On Sunday, the area, which was a mix of decades-old public housing and improvised dwellings, had been reduced to rubble. The sides of road were covered in corrugated metal sheets and debris pushed into piles, everything blackened and smelling of smoke.
Castro Vázquez, a retired dockworker, said he had lost all of his clothes, possessions, documents and a chunk of his pension, which he had withdrawn and kept in cash.
Residents helped one another remove rubble and burned appliances from the shells of homes.
“I haven’t cried; I haven’t come to terms with it. I’m just focused on cleaning my house and my neighbor’s,” Castro Vázquez said. “We’re broken.”
In the hills around Viña del Mar, police and medical examiners were starting to arrive Sunday afternoon. Police officers picked through the rubble, asking locals if they had seen bodies.
Some survivors said they saw people swallowed by flames two stories high. Others described seeing bodies littering staircases.
Many residents in the settlements said they had been stranded without help or even information since their cellphone batteries had run out and the power had gone out.

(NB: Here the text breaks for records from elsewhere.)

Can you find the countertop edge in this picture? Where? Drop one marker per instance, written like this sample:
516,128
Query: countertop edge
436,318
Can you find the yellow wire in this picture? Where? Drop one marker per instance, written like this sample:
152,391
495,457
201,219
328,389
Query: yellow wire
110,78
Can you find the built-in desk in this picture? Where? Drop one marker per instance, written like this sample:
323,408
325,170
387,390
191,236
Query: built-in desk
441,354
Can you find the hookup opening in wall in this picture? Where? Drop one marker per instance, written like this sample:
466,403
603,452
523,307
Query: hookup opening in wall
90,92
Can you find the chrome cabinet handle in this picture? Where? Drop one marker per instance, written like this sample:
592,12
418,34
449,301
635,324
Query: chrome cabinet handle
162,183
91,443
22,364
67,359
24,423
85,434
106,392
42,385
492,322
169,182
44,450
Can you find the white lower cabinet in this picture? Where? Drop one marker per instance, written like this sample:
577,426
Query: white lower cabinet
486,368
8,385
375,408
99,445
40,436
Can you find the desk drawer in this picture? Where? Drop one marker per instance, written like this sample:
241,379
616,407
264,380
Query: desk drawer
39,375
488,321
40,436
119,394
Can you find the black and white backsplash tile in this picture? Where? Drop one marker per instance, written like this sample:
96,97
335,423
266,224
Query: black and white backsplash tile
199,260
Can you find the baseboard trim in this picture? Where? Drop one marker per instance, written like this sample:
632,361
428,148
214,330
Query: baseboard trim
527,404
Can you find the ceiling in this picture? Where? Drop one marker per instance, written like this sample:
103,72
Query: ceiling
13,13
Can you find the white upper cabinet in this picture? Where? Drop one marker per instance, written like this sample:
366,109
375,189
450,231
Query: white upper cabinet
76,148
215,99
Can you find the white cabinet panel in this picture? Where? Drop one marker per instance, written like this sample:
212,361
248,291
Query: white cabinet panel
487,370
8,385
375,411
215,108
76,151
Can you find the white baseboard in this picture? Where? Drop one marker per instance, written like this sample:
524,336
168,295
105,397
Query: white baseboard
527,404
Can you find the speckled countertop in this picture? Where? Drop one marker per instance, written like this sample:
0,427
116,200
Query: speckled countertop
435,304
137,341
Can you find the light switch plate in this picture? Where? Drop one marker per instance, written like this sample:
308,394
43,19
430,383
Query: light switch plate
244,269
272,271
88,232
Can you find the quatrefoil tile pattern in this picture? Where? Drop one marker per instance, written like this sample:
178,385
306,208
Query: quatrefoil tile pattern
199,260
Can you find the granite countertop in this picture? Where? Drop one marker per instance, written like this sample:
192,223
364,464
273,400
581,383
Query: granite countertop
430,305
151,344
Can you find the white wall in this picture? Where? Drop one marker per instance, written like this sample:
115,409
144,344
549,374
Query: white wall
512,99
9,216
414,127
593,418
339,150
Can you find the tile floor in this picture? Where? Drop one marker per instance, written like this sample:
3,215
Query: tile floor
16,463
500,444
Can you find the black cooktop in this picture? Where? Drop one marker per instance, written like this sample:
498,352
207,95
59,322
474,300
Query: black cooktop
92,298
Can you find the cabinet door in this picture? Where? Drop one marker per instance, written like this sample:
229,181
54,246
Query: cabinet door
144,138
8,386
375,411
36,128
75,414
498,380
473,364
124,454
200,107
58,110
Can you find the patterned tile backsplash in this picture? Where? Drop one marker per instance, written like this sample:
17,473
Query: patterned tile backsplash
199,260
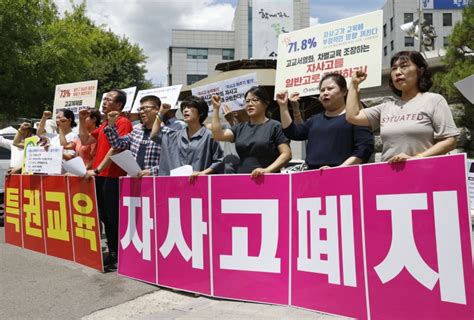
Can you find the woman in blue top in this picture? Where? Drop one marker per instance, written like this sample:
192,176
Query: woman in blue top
332,141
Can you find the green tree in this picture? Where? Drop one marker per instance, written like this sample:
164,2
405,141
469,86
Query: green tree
40,50
459,59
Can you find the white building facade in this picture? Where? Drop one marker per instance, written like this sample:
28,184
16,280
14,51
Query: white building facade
193,54
441,14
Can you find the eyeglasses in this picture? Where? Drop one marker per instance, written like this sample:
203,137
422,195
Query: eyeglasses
252,101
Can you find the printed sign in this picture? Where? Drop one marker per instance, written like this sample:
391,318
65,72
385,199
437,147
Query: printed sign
42,160
327,251
231,91
55,215
167,95
269,20
344,46
75,96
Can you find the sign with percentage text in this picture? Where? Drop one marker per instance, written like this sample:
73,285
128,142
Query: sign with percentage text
75,96
344,46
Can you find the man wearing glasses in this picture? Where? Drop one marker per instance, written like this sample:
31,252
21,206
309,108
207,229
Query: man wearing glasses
107,173
145,150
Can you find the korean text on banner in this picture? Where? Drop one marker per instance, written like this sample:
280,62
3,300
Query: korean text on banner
167,95
418,239
75,96
344,46
231,91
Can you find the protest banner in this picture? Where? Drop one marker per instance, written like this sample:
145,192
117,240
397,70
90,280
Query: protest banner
130,96
75,96
183,234
167,95
316,238
137,230
344,46
269,20
231,91
327,254
44,160
13,213
55,215
418,239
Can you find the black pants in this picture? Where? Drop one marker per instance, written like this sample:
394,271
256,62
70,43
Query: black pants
107,190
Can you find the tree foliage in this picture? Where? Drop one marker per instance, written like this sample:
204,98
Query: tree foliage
459,59
41,49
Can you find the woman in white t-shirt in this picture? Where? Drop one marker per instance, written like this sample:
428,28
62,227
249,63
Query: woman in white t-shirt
65,137
420,124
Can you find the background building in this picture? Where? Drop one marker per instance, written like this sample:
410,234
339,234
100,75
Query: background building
193,54
441,14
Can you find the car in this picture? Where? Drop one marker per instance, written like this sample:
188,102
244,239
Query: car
6,136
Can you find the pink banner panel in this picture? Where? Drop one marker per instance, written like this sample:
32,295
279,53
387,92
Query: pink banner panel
183,233
57,219
33,219
418,239
327,265
250,237
137,246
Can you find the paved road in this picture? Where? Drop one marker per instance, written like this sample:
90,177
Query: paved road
36,286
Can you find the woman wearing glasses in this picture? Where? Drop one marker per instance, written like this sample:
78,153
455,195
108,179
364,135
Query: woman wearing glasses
260,142
332,141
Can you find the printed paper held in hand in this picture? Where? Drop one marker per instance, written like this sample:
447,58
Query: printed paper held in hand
127,162
75,166
184,171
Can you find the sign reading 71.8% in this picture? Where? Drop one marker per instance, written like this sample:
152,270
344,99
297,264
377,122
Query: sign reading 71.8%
305,44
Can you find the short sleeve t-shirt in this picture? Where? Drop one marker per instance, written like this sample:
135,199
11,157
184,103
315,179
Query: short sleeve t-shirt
257,145
413,126
124,126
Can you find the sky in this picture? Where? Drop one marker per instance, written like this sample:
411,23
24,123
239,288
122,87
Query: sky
149,22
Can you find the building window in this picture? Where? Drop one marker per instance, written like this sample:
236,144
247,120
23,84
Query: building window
191,78
227,54
428,18
445,41
196,53
447,19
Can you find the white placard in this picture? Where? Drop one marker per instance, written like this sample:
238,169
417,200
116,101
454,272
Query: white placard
40,160
231,91
183,171
344,46
167,95
270,18
75,96
127,162
75,166
130,95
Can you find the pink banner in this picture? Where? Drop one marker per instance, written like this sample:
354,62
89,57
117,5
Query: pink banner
418,239
327,257
183,233
250,237
375,241
137,248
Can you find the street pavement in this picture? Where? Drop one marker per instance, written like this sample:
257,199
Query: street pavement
36,286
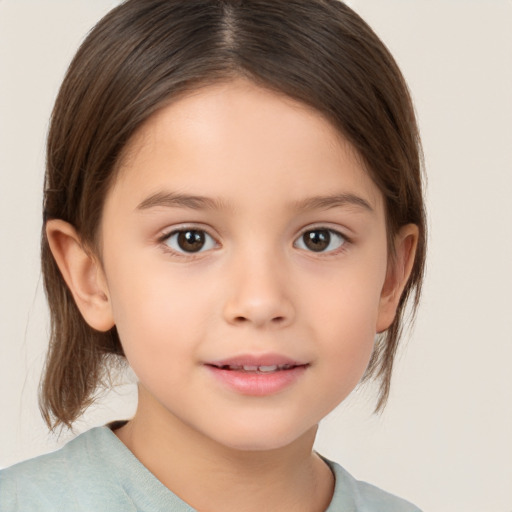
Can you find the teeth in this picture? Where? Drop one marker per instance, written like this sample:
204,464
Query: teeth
255,368
261,369
265,369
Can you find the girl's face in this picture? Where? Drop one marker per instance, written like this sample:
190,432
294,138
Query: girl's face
245,262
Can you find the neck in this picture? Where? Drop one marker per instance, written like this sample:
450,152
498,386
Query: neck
210,476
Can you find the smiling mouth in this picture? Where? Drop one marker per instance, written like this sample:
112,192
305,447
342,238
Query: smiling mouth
261,369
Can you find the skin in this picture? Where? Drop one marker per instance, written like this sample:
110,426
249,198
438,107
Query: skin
255,288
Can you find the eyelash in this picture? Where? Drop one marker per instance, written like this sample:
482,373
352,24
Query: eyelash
211,243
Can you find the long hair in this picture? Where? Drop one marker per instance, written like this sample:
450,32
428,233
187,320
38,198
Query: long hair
145,53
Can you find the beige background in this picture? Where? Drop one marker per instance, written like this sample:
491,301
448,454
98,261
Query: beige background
445,440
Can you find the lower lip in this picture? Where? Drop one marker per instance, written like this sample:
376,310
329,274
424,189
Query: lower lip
258,384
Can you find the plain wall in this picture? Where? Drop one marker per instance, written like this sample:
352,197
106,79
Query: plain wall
445,440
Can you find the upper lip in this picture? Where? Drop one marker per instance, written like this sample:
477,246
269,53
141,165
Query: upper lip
256,360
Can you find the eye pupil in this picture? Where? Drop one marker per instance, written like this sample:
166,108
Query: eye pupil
191,241
317,240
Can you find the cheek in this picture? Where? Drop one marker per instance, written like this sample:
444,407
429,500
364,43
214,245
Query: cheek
156,319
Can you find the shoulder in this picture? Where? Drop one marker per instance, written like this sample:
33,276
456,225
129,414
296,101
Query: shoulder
358,496
60,481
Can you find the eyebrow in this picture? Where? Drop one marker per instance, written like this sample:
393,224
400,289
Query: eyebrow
194,202
334,201
177,200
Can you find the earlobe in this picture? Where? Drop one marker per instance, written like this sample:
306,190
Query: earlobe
398,272
83,274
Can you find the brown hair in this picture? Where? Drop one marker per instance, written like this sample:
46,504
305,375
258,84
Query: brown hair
145,53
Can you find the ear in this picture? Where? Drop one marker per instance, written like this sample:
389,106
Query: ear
398,272
83,274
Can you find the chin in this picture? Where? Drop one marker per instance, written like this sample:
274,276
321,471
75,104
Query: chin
262,440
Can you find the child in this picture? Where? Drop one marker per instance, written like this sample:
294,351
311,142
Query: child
233,206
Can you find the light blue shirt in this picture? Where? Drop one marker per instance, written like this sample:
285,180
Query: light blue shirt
96,472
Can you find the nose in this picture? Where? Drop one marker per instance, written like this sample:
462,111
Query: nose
259,294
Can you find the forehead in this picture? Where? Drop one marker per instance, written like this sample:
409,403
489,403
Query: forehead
236,135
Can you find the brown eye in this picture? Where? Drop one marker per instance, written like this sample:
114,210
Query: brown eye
320,240
190,241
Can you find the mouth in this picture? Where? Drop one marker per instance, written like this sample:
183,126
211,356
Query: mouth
262,369
258,376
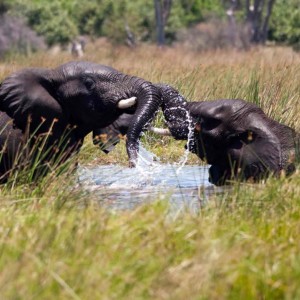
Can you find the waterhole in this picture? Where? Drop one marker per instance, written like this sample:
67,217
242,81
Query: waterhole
186,187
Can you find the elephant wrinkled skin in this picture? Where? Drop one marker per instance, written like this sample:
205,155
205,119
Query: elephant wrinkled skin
234,136
71,101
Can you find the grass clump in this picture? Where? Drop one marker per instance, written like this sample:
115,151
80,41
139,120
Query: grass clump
58,242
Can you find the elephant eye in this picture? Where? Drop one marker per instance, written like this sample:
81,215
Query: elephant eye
89,83
238,139
209,124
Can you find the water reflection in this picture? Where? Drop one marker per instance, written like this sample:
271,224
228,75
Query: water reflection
119,187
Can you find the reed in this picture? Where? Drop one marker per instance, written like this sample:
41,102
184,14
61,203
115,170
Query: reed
58,242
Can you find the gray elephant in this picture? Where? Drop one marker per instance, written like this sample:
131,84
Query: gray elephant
234,136
67,103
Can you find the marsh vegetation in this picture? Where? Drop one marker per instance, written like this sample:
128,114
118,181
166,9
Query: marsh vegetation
58,242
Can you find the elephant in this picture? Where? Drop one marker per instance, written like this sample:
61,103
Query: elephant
234,136
67,103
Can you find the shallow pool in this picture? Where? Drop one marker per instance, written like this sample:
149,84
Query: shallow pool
119,187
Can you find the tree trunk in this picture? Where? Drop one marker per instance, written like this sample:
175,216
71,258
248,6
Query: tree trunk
265,27
162,12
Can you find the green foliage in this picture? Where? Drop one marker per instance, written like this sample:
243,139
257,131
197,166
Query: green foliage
285,22
59,21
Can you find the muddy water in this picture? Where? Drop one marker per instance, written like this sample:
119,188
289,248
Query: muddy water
119,187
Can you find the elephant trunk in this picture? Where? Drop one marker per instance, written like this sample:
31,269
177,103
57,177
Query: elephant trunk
148,103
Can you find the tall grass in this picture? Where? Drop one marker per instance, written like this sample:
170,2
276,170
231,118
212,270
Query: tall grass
57,242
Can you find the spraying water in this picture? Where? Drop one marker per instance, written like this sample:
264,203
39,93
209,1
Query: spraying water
120,187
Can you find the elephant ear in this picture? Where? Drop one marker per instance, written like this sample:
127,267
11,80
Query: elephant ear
24,96
258,150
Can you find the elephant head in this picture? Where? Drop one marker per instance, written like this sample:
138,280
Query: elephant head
239,140
81,95
234,136
175,110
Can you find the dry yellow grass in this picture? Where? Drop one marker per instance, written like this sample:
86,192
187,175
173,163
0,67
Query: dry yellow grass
56,243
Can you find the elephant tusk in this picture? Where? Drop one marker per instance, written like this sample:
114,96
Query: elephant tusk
160,131
126,103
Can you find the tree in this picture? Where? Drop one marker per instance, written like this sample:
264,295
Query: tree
258,16
162,13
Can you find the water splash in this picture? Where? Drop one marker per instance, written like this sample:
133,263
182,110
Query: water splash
124,188
185,156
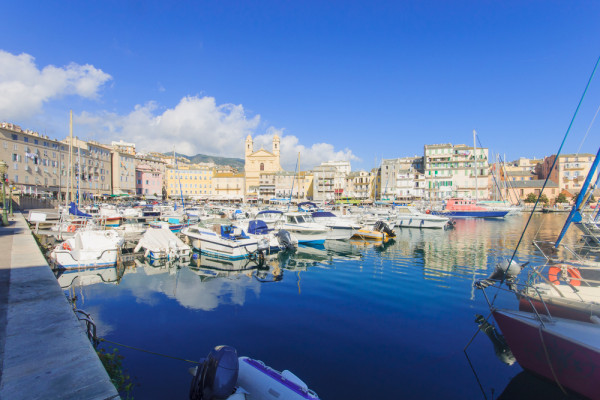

They said that they had been largely left on their own to respond to the disaster. Shelters set up for evacuees were too far away to be useful, many said.
In the Las Praderas district, some survivors huddled in the shade while others raked over the twisted remains of their homes. A taxi distributed bottled water and empanadas as a first-year medical student treated minor injuries.
The mayor of Viña del Mar, Macarena Ripamonti, said at a news conference Sunday morning that as of Saturday night, 372 people in the municipality were missing. She said officials would ensure that the bodies of those who died in the fires were removed as quickly as possible.
“They are our neighbors; they’re our family; they are our friends; they are people from Viña del Mar. That moves the population,” she said. “People are living through the worst situation.”